大学受験まで使えるものもあると思いますよ!
使い慣れたものにどんどん書き足して、自分だけのオリジナル暗記本を作ってしまうのも良いアイデアだと思います。
国語はとにかく本を読もう!
この記事が公開される3月というのは、小学校の方も卒業式を残すのみとなり、新しい中学生活についても制服の採寸や入学説明会も終わってひと段落ついているころでしょ。
すでに学校から宿題を出されているにしても、エアポケットのように「やることがあまりない期間」というケースも多いと思います。
今こそ、是非ともたくさん本を読んでください。
「受験も終わったし我慢していたマンガを読むぞ!」という生徒もいるとは思いますが、メジャーリーガーの大谷翔平さんも将棋棋士の藤井聡太さんも、マイクロソフトのビル・ゲイツもFacebookのマーク・ザッカーバーグもテスラのイーロン・マスクもみな読書家で有名です。
マンガがダメということはありません。
しかし、世界で活躍する多くの著名人が読書を推奨しているわけですから、やはり読書には何かしらのパワーがあるのでしょう。
「新しいアイデアを創出するのも、バックグラウンドに膨大な知識量があればこそ、です。
読書は「人生を豊かにする」ものであり、読書をする時間が無駄ということは絶対にありません。

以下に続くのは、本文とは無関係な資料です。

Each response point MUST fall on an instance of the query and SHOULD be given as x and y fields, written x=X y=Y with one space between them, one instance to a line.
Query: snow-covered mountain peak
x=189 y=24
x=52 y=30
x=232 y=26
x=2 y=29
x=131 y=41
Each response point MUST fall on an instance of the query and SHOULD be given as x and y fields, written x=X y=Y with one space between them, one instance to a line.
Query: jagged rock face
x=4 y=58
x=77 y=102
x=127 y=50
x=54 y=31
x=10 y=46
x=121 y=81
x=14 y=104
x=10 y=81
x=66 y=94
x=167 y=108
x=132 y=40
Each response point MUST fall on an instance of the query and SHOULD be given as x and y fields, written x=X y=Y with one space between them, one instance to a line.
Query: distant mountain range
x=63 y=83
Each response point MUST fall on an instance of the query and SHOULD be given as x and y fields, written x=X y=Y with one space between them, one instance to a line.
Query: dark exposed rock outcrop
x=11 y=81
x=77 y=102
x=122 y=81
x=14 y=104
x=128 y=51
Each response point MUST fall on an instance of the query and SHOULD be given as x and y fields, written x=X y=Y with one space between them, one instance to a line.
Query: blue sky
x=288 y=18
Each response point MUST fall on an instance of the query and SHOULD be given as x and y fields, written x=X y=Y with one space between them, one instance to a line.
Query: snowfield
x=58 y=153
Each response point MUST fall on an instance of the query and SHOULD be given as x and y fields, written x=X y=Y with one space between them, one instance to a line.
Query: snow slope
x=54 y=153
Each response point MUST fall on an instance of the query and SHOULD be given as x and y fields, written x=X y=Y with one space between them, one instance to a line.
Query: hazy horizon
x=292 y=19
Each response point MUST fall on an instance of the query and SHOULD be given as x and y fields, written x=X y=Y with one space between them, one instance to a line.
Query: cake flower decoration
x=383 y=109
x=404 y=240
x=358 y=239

読書量が増えると中学校生活でもいいことが起こります。
国語の勉強を特段しなくても、国語の成績が勝手に上がっていきます。
国語の学力とは、小学校でも中学校でも高校でも大学でもどこでも同じで、「どれだけ言葉を知っているか(語彙力)」と「どれだけ文章を読んできたか(読解力)」に裏打ちされますので、読書をしていれば勝手にできるようになってしまうわけです。
では、どんな本を読んだらよいのか。
先に挙げた有名人たちがおススメする本を読んでみてもいいですし、好きな作家の小説を読み漁ってもいいでしょう。
ジャンルは何だって構いません。
ビジネス書でも自己啓発本でも社会学の本でもいいんです。
好きなアニメがあるなら、その小説版を読んでみてもいいのではないでしょうか。
私が中学入学を控えた子どもたちにおススメする本を挙げておきますね。
- メンタリストDaiGoさん著の『自分を操る超集中力』(かんき出版)
- 新井紀子さん著の『AI vs. 教科書が読めない子どもたち』
- 加谷珪一さん著の『日本はもはや「後進国」』
少し難しい本もありますが、今の子ども達がこれからの日本や世界を生き抜いていく上でとても重要な内容が書かれていますので、今は読めなくてもいつか読めるようになろうと、机にならべておくとよいでしょう。
まとめ
中学受験が終わり、2月は少しのんびりしたと思いますので、次なるステージ中学校生活へ向けて、スタートダッシュを切ってください。
皆さんの新生活はすでに始まっています。
乗り遅れぬよう頑張っていきましょうね。